Петр был первым технократом новых времен, первообразом того, что один историк (английский историк Тойнби) предложил назвать Homo Occientalis Mechanicus Neobarbarus . Вольтер ценил в нем революционера, Дефо — Державного Робинзона, плотничающего среди русской пустыни; современный “прогрессист” мог бы ценить в нем своего предшественника, для которого культура уже сводилась целиком к технической цивилизации”.

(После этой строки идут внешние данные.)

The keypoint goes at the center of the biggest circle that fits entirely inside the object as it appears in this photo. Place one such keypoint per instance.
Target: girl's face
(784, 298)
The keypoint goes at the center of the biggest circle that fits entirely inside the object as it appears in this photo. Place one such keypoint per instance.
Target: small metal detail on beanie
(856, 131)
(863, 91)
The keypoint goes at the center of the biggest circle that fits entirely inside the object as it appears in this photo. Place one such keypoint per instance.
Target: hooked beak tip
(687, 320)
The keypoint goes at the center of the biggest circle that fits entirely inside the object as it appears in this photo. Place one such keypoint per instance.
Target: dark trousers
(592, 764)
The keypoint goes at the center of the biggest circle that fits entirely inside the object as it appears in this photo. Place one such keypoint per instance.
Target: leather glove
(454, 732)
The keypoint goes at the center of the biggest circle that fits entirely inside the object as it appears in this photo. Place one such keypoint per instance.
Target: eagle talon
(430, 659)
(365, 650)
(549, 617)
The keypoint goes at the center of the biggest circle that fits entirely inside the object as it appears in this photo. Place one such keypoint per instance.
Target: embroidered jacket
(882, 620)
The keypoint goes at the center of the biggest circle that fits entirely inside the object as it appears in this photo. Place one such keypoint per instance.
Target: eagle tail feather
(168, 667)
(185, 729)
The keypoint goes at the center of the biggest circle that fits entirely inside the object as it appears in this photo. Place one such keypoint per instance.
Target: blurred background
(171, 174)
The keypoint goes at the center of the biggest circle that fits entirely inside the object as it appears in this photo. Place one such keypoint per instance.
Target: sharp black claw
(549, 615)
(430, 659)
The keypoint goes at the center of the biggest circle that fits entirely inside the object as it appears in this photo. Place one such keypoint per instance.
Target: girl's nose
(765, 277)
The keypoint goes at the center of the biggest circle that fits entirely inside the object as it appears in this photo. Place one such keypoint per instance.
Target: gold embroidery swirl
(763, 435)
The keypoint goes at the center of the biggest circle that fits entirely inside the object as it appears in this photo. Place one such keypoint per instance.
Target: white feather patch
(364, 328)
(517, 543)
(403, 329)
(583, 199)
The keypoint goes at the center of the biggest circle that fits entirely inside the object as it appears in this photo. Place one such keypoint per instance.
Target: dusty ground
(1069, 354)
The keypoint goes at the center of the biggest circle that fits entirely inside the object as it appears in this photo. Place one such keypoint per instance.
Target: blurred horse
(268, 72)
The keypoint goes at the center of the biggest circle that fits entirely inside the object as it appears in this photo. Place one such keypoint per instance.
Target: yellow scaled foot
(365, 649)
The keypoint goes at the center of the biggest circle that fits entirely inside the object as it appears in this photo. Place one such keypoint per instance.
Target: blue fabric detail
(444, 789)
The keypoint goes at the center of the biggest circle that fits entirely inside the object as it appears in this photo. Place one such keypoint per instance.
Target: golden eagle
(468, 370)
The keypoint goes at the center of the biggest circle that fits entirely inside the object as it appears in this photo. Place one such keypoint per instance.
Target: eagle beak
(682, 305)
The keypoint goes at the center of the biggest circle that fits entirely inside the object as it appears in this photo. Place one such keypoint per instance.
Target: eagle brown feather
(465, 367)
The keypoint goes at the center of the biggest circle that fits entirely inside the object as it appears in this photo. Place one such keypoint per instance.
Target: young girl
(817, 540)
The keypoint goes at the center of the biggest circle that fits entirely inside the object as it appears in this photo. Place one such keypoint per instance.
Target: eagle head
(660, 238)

Ни одна из эпох русской истории не оставляет такого тяжелого, давящего впечатления, как эпоха, начавшаяся вслед за смертью Петра. Никакой Европы из России, конечно, не получилось, но Россия очень мало стала походить на бывшую до Петра страну. В своей книге “Исторический путь России”, такой убежденный западник, как П. Ковалевский, в главе, посвященной семнадцатому столетию, пишет:
“...подводя итоги сказанному, можно назвать XVII век — веком переломным, когда Россия, оправившись от потрясений Смутного Времени, становится Восточно-европейской державой (не европейской, а русской культурной страной. — Б. Б.), когда русское просвещение идет быстрыми шагами вперед, зарождается промышленность. Многие петровские реформы уже налицо, но они проводятся более мягко и без ломки государственной жизни”.

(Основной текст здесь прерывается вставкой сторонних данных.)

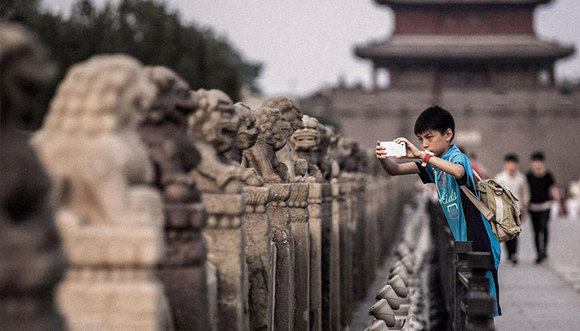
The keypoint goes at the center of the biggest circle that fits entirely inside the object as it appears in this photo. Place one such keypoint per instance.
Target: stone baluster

Петр пренебрег предостережениями Ордин-Нащокина, говорившего, что русским нужно перенимать у Европы с толком, помня, что иностранное платье “не по нас”, и ученого хорвата Юрия Крижанича, писавшего, что все горести славян происходят от “чужебесия”: всяким чужим вещам мы дивимся, хвалим их, а свое домашнее житье презираем”.
Петр I не понимал, что нельзя безнаказанно насильственно рушить внешние формы древних обычаев и народного быта. Не понимал он и то, что русский народ, являясь носителем особой, не европейской культуры, имеет свое собственное понимание христианства и свою собственную государственную идею, и свою собственную неповторимую историческую судьбу.
“Вольные общества немецкой слободы, — пишет Карамзин, — приятные для необузданной молодости, довершили Лефортово дело, и пылкий монарх с разгоряченным воображением, увидев Европу, захотел сделать Россию Голландией.
Его реформа положила резкую грань между старой и новой Россией; приемы, с которыми Петр производил реформы были насильственны и не во всем соответствовали “народному духу”; европеизация русской жизни иногда шла дальше чем бы следовало”.
“Петр, — писал Карамзин, — не хотел вникнуть в истину, что дух народный составляет нравственное могущество государства, подобно физическому, нужное для их твердости”.
“Искореняя древние навыки, представляя их смешными, глупыми, хваля и вводя иностранные, Государь России унижал россиян в их собственном сердце”.
“Мы, — пишет Карамзин, в своей записке о древней и новой России, поданной им Александру I, — стали гражданами мира, но перестали быть, в некоторых случаях, гражданами России. Виною Петр”.
История сыграла с Петром I, как и со всеми утопистами, жестокую шутку: из его утопических замыслов ничего полезного не вышло. Никакой Европы из России не получилось, получилась только Россия с искалеченным, духовно чуждым русскому народному духу, высшим слоем русского общества.
Как выразился известный немецкий философ Вальтер Шубарт, со времени Петра “Европа была проклятием России”.
Общий вывод Ключевского об административной деятельности Петра такой:
“Преобразовательные неудачи станут после Петра хроническим недугом нашей жизни. Правительственные ошибки, повторяясь, превратятся в технические навыки, в дурные привычки последующих правителей, — те и другие будут потом признаны священными заветами преобразователя”.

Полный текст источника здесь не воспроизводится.